You can use the API yourself on your local system.
- Clone the repository on your system.
- Install the requirements for running this API and powering the endpoints on your localhost using
pip install -r requirements.txtThis will install all the required modules and packages by itself. Its better to create a Python virtual environment and install the packages in that environment.
You will need to create a .env file on your system in the project folder (containing the main.py script file).
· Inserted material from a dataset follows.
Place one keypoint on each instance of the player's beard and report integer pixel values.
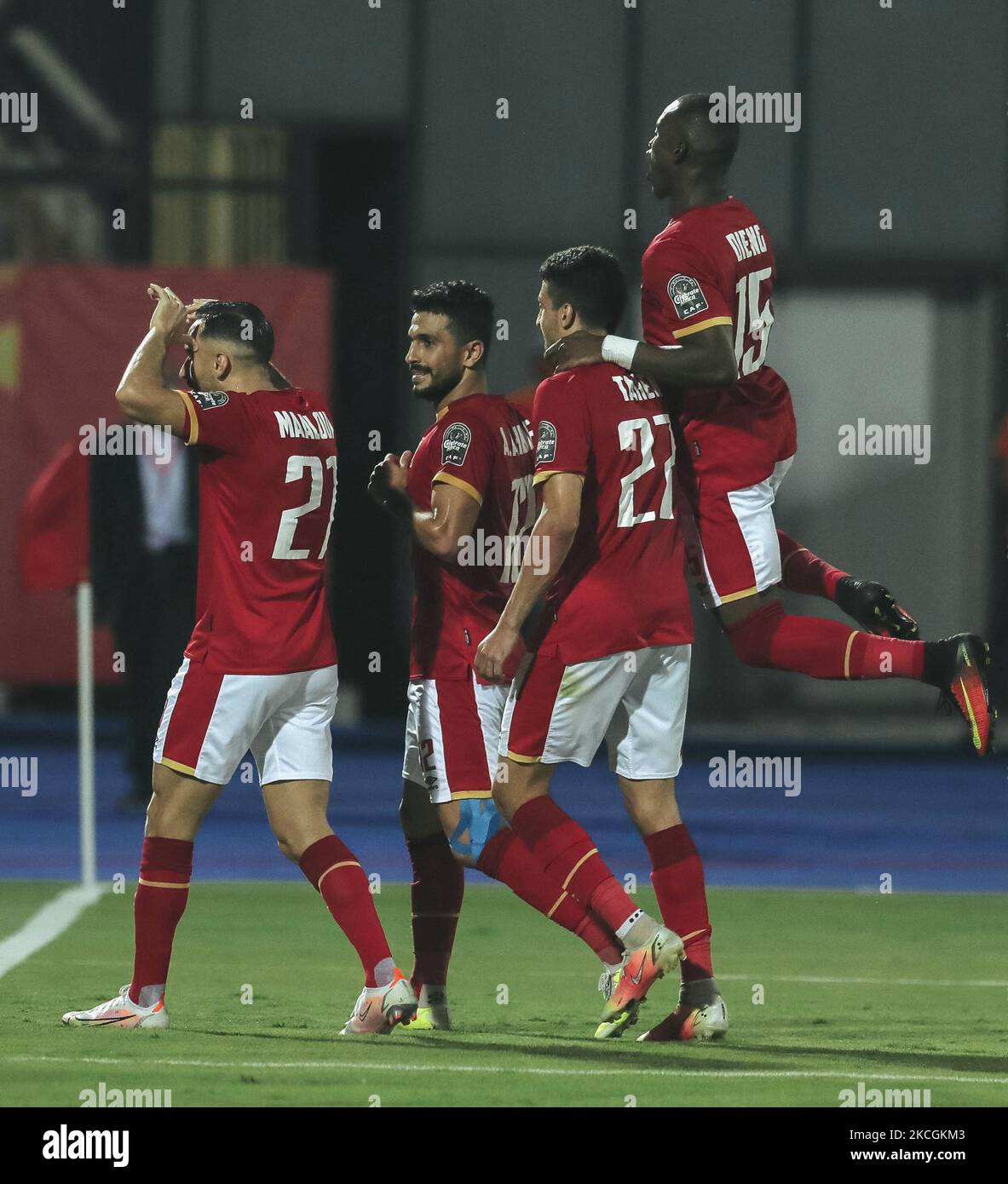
(439, 388)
You will need to add these 5 fields in the file.
- OPENAI_API_KEY (your API Key for interacting with the LLM provided by the vendor).
- EMBEDDINGS_MODEL (the model you want to use for generating embeddings for text, default is text-embedding-ada-002
- CHAT_MODEL (by default we used gpt-3.5-turbo)
- MONGO_CONNECTION_STRING (for storing chat history, for using local client, it is simply: mongodb://localhost:27017)
- DB_PATH (use: ./trained_db for storing in main project directory)
Once all the packages have been installed and the environment variables defined, navigate to the project directory, run the script using: python main.py and power up the local client
using the link provided in the terminal or command prompt window. Append /docs to the provided URL to find all the API endpoints.